MetricNaive GEMMcuBLASRatio
Duration16.91 ms178.40 us95x
Instructions executed6.0 billion3.9 million1520x
IPC2.340.220.09x
Highest pipelineFMA (42.1%)TMEM (75.8%)
SMEM/block8.32 KB231.42 KB28x
L1 global loads50.3M0

A few observations:

  • 1520x fewer instructions. Each tcgen05.mma retires an entire tile of multiply-accumulates in one instruction. The naive kernel issues individual FMA instructions per element pair. This ratio alone captures why tensor cores exist.

  • TMEM is the bottleneck for cuBLAS, and that’s expected. Nsight Compute’s full profile identifies TMEM as the highest-utilized pipeline at 75.8%, encompassing UTCMMA, LDT/STT, UTCCP, and UTCSHIFT operations. Being bottlenecked on the tensor memory pipeline means compute is the limiter, not data movement — the optimal operating point for a GEMM kernel.

  • The IPC paradox. Our kernel has 10x higher IPC (2.34 vs 0.22 instructions per cycle), yet runs 95x slower. cuBLAS’s low IPC reflects that each issued instruction does orders of magnitude more work. High IPC on scalar instructions doesn’t compensate for hardware-accelerated matrix operations.

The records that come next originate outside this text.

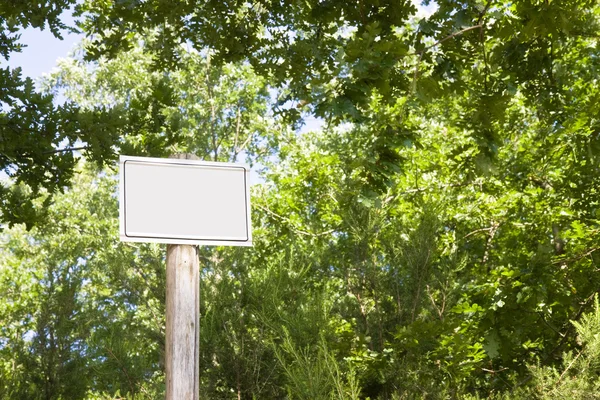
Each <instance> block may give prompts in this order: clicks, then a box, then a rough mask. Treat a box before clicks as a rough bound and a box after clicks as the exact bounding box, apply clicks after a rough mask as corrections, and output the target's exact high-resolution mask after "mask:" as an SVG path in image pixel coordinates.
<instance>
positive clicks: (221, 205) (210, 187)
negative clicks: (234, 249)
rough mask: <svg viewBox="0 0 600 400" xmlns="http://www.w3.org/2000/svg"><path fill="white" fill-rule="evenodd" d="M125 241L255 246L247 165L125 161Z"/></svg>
mask: <svg viewBox="0 0 600 400" xmlns="http://www.w3.org/2000/svg"><path fill="white" fill-rule="evenodd" d="M119 164H120V193H119V195H120V207H119V208H120V213H119V222H120V236H121V240H122V241H129V242H158V243H172V244H202V245H227V246H252V232H251V225H250V193H249V184H248V177H249V169H248V167H247V166H245V165H240V164H231V163H214V162H204V161H197V160H182V159H173V158H150V157H131V156H121V157H120V160H119Z"/></svg>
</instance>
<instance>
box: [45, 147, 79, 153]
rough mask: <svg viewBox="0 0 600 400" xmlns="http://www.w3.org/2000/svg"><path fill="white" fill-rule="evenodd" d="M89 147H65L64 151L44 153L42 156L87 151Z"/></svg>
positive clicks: (47, 152)
mask: <svg viewBox="0 0 600 400" xmlns="http://www.w3.org/2000/svg"><path fill="white" fill-rule="evenodd" d="M89 148H90V146H81V147H66V148H64V149H58V150H51V151H45V152H43V153H42V154H55V153H64V152H67V151H78V150H87V149H89Z"/></svg>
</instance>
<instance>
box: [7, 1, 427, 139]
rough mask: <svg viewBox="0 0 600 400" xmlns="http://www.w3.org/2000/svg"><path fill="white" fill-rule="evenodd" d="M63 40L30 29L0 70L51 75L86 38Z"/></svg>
mask: <svg viewBox="0 0 600 400" xmlns="http://www.w3.org/2000/svg"><path fill="white" fill-rule="evenodd" d="M413 2H414V3H415V4H416V5H417V8H418V9H419V12H418V14H417V15H418V16H421V17H423V16H428V15H431V14H432V13H433V12H434V11H435V9H436V8H437V5H436V3H435V2H434V1H432V2H431V3H430V4H429V5H428V6H422V5H421V4H420V1H419V0H413ZM71 13H72V12H71V11H65V12H64V13H63V14H62V15H61V20H62V21H63V22H64V23H65V24H66V25H74V20H73V17H72V15H71ZM62 35H63V40H60V39H58V38H56V37H54V35H53V34H52V32H50V31H49V30H48V29H45V30H40V29H35V28H27V29H25V30H24V31H22V33H21V39H20V43H22V44H24V45H26V46H27V47H25V48H24V49H23V51H22V52H21V53H11V55H10V59H9V60H8V62H6V61H5V60H4V59H1V58H0V67H3V66H6V64H8V66H9V67H11V68H16V67H21V69H22V75H23V77H26V76H28V77H30V78H32V79H34V81H35V80H38V78H41V77H42V75H43V74H44V73H49V72H50V71H52V69H53V68H54V67H55V66H56V64H57V60H58V59H59V58H63V57H67V56H68V55H69V52H71V51H72V50H73V49H74V47H75V45H76V44H77V43H78V42H79V41H80V40H81V39H82V38H83V37H84V35H83V34H76V33H71V32H69V31H66V30H65V31H62ZM304 122H305V124H304V126H303V127H302V128H301V129H300V132H305V131H309V130H314V129H319V128H320V127H321V126H322V125H323V121H322V120H319V119H317V118H314V117H312V116H307V117H306V118H305V121H304Z"/></svg>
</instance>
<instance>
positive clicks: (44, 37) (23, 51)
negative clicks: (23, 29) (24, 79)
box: [0, 11, 84, 80]
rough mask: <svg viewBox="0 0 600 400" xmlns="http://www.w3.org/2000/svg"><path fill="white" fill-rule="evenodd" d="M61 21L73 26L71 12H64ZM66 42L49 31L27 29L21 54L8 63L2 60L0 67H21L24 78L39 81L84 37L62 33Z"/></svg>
mask: <svg viewBox="0 0 600 400" xmlns="http://www.w3.org/2000/svg"><path fill="white" fill-rule="evenodd" d="M61 20H62V21H63V23H65V24H66V25H73V18H72V16H71V12H70V11H67V12H64V13H63V14H62V16H61ZM61 34H62V35H63V39H64V40H60V39H58V38H55V37H54V35H53V34H52V32H50V31H49V30H48V29H44V30H43V31H42V30H40V29H37V28H27V29H25V30H23V31H22V32H21V39H20V40H19V42H20V43H21V44H24V45H27V47H25V48H24V49H23V51H22V52H21V53H11V54H10V59H9V60H8V63H7V62H6V61H5V60H4V59H2V58H0V66H6V64H8V66H9V67H11V68H16V67H21V69H22V75H23V77H26V76H28V77H30V78H32V79H34V80H35V79H37V78H40V77H41V76H42V74H43V73H48V72H50V71H51V70H52V68H54V67H55V66H56V60H57V59H59V58H63V57H67V56H68V55H69V52H70V51H71V50H72V49H73V48H74V47H75V44H77V42H79V41H80V40H81V39H82V38H83V37H84V35H83V34H75V33H70V32H68V31H62V32H61Z"/></svg>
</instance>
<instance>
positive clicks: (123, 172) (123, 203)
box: [123, 160, 250, 243]
mask: <svg viewBox="0 0 600 400" xmlns="http://www.w3.org/2000/svg"><path fill="white" fill-rule="evenodd" d="M128 161H131V162H135V163H142V164H162V165H183V166H186V167H190V166H197V167H209V168H216V169H223V168H234V169H235V168H238V169H242V170H244V205H245V210H246V221H245V224H246V239H245V240H241V239H202V238H195V239H190V238H178V237H162V236H133V235H128V234H127V200H126V199H127V193H126V191H127V184H126V175H127V174H126V172H127V168H125V165H126V164H127V162H128ZM247 173H248V170H247V169H246V167H242V166H239V167H238V166H230V165H228V166H222V167H221V166H218V165H213V164H211V165H202V164H186V163H181V162H168V163H160V162H154V161H152V162H151V161H138V160H125V161H123V228H124V231H125V232H124V233H125V236H126V237H130V238H140V239H158V240H160V239H170V240H187V241H190V242H191V241H199V240H201V241H204V242H241V243H244V242H248V241H249V240H250V234H249V232H248V217H249V216H248V190H247V188H248V182H247V181H246V175H247Z"/></svg>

  • TMA at 1%. cuBLAS loads all data through TMA (zero L1 global loads), but the TMA pipeline barely registers at 1% utilization because loads complete asynchronously and overlap entirely with MMA compute. The naive kernel routes 50 million accesses through L1 via explicit loads.

  • cuBLAS uses 231 KB of shared memory per block. Each 2-SM cluster consumes nearly the full 256 KB available, limiting occupancy to 1 block per SM. Despite only 12.5% theoretical occupancy, the kernel achieves 75.8% pipeline utilization through deep instruction-level parallelism within the few active warps. Low occupancy is intentional and expected for GEMM.

  • Register spills dominate the naive kernel. The full profile reveals that 94% of our kernel’s L1 traffic is local memory — the 128 FP32 accumulators per thread spill from registers to thread-private global memory. Each local load/store uses only 1 of 32 bytes per sector, a 32x bandwidth waste from strided access patterns. This is the dominant bottleneck, not the CUDA-core FMA throughput.

What’s Next

Phase 0 established that the tcgen05 pipeline works end-to-end on real hardware and gave us a cuBLAS profile to benchmark against. The 76% TC pipe utilization is the target to match.

Phase 1 moves from CUDA cores to tcgen05.mma for the actual GEMM kernels that will drive inference.

The full Phase 0 report with detailed profiling data is at docs/phase0.md.